Maar Lotte wist goed genoeg dat hij helemaal niets voor haar deed, en dat cijfer kwam alleen maar omdat ze die avond op haar zusjes had moeten passen en ze geen tijd had gehad om te studeren.
‘Maar pap, je was die avond niet thuis en ik moest op Lara en Sarah passen! Ik heb gewoon geen tijd-’
Maar Lotte’s vader onderbrak haar: ‘IK WIL GEEN UITVLUCHTEN HOREN! JE WEET GOED GENOEG DAT JE GENOEG TIJD HEBT OM TE STUDEREN!’ Hij haalde met zijn hand uit naar Lotte’s gezicht, maar ze dook net op tijd weg. Zo snel ze kon, rende Lotte naar boven en sloeg haar slaapkamerdeur dicht. Ze draaide net de sleutel om, toen haar vader met zijn volle gewicht tegen de deur bonsde. Hij was rood van woede. Lotte was doodsbang. Ze deinsde terug in een hoekje van haar kamer.
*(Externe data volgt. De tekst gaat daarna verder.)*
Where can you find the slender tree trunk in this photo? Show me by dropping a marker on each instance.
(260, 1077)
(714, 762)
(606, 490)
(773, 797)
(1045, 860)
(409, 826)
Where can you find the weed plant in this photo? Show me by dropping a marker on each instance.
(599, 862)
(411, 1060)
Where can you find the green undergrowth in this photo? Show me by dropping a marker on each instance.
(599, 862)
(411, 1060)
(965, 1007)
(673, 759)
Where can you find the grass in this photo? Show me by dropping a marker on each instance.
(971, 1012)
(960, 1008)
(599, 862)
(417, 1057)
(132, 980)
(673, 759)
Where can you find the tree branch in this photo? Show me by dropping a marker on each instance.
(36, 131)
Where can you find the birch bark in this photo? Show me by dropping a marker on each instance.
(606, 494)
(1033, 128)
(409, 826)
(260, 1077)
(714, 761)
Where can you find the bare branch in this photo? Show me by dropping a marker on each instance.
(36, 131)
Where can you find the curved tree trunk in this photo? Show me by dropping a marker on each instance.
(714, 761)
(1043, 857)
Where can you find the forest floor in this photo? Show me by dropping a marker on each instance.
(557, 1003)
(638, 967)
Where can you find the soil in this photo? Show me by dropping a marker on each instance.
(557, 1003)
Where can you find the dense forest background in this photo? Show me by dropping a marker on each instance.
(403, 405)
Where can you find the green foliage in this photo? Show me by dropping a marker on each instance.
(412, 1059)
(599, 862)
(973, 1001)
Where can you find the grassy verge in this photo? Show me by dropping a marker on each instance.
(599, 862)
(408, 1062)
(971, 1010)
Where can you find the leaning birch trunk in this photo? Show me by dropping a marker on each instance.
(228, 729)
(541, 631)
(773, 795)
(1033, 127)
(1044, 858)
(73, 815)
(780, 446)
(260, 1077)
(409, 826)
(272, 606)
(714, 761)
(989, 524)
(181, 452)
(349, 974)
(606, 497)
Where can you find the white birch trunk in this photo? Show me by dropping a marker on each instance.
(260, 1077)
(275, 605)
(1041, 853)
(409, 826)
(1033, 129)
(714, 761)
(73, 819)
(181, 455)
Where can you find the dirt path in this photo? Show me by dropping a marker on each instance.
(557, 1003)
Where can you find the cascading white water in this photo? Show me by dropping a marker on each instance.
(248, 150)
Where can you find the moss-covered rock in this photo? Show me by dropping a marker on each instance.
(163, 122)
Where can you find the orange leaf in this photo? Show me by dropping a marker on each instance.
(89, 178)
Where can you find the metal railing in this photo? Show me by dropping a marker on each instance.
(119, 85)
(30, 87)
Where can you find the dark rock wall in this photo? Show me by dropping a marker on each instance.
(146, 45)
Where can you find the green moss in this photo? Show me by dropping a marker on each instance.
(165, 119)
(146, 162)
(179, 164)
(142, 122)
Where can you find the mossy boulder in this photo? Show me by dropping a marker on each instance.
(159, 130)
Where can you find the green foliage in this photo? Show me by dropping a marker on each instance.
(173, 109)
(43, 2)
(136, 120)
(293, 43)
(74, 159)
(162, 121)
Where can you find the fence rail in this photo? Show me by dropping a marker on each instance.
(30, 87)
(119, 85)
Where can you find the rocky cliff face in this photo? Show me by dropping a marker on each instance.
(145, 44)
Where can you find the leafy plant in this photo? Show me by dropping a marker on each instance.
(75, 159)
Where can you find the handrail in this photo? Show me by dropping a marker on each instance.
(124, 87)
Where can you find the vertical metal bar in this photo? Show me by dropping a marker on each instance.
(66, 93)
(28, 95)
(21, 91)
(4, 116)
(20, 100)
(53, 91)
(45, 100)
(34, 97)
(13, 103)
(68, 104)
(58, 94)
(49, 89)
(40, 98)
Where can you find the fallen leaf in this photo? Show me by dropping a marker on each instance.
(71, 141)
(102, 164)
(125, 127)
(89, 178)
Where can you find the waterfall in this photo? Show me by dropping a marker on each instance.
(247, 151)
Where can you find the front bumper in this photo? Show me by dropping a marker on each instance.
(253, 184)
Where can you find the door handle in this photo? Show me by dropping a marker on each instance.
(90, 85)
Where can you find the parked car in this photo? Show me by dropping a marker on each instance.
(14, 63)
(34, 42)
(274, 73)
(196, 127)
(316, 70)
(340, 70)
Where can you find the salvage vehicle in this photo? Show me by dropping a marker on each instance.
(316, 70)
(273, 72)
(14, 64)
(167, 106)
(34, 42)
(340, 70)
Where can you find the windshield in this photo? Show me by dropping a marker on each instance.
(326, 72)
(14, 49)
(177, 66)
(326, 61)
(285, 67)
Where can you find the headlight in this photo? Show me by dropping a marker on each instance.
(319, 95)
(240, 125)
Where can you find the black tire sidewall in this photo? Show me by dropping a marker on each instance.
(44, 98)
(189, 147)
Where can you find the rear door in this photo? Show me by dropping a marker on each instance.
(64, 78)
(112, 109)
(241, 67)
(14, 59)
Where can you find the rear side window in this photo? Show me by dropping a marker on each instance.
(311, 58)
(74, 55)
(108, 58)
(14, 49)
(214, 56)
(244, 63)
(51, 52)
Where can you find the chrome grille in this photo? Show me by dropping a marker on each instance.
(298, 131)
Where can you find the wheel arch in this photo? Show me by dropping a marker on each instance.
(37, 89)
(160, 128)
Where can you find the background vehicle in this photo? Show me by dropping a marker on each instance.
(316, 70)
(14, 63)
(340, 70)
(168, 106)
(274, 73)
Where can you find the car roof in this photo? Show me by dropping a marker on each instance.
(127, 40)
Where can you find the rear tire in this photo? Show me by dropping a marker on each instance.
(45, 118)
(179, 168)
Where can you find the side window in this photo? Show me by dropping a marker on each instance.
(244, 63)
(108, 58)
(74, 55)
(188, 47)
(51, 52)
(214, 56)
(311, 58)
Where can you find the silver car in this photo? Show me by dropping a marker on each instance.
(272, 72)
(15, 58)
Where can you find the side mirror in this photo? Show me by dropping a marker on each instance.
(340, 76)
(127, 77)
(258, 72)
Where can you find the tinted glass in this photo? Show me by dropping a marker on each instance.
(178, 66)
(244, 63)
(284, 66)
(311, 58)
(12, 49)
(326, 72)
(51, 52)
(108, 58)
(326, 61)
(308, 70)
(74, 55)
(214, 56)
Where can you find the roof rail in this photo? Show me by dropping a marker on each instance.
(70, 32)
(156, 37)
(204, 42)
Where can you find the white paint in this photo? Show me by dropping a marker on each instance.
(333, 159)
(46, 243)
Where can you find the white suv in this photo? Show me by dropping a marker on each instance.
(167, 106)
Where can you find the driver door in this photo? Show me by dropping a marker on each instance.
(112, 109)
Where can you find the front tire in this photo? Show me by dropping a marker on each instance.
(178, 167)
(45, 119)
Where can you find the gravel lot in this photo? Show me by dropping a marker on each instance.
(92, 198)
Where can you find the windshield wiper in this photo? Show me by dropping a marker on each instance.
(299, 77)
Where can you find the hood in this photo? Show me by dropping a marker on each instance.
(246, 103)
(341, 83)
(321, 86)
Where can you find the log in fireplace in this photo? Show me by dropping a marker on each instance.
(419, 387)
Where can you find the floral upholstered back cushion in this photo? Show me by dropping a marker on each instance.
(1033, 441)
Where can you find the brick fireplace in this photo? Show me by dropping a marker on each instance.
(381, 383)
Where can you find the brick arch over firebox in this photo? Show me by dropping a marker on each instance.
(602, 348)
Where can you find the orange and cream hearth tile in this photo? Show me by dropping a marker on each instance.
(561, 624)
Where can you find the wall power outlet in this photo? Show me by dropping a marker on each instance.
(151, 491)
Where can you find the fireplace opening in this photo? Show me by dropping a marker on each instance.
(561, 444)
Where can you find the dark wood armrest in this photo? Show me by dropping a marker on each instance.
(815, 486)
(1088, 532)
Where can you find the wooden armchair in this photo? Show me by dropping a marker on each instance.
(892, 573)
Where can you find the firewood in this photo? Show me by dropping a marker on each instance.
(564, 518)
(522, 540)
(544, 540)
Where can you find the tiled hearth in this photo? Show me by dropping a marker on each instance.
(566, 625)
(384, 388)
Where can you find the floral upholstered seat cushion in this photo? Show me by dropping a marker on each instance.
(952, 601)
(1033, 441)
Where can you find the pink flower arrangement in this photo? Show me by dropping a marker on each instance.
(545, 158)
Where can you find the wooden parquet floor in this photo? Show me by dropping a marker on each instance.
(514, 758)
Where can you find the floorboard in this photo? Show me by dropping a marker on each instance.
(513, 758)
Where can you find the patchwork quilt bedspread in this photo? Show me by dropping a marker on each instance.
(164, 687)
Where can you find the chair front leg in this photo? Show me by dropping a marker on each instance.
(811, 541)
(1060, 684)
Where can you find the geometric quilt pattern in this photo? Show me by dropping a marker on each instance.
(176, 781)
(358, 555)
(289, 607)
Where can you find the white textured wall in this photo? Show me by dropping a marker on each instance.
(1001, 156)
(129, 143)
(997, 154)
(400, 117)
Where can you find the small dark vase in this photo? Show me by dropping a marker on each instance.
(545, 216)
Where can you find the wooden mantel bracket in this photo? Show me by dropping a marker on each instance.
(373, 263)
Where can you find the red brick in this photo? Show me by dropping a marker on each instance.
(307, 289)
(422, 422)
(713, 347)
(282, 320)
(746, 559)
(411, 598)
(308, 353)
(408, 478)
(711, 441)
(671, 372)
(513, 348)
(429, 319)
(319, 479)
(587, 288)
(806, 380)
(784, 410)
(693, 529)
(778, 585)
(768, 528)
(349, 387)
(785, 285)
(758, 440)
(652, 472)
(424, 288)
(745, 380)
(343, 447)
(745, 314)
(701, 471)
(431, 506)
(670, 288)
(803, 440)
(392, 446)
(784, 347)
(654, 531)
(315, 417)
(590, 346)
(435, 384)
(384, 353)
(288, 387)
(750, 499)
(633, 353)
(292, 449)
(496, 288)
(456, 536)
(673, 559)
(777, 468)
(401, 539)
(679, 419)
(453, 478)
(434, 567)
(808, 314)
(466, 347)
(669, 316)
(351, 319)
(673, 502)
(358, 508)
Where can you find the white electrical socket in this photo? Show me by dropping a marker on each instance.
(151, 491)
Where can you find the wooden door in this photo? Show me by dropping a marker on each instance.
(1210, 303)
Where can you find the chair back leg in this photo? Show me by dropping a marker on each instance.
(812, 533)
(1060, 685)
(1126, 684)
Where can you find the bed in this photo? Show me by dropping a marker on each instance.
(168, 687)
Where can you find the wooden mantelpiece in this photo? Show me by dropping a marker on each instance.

‘Waar haal je in vredesnaam het lef vandaan – KIJK NAAR ME ALS IK TEGEN JE SPREEK!’, brulde hij. Maar koppig keek Lotte haar vader niet aan.
Dat had ze beter niet gedaan, dacht ze, toen haar vader op haar af stormde. Hij greep haar bij de schouders en schudde haar door elkaar. Maar Lotte was, hoe bang ze ook was, niet van plan zich te laten doen door haar vader.
‘Blijf – van – me – AF!’, gilde ze.
Ze duwde haar vader, die door zijn vele glazen wijn wat zwakker dan anders was, weg en rende de kamer uit. Maar haar vader was sneller dan ze ingeschat had. Ze voelde twee sterke handen rond haar middel grijpen en ze vielen beiden op de grond. De twee handen sloten zich rond haar keel en Lotte werd verblind door tranen. Ze kreeg bijna geen lucht meer. Haar handen grepen blind naar die van haar vader, maar hij was veel te sterk. Met haar knie stompte ze haar vader in de buik, waardoor hij zijn greep loste en Lotte zich kon losmaken. Gebukt liep ze naar eerste trede van de trap om wat op adem te komen. Hijgend greep ze de leuning vast en wreef over haar hals. Daar zouden morgen zeker striemen van te zien zijn.
Maar wat ze niet zag, was dat haar vader weer rechtstond. Hij greep haar benen vast en Lotte viel voorover de trap af.
Daar bleef ze roerloos liggen, terwijl een grote plas bloed zich verspreidde over het kraaknette, crèmekleurige tapijt.
Alsof hij niets gezien had, liep haar vader de trap af, stapte over het roerloze lichaam van zijn dochter en ging naar de keuken om nog een glas wijn te drinken.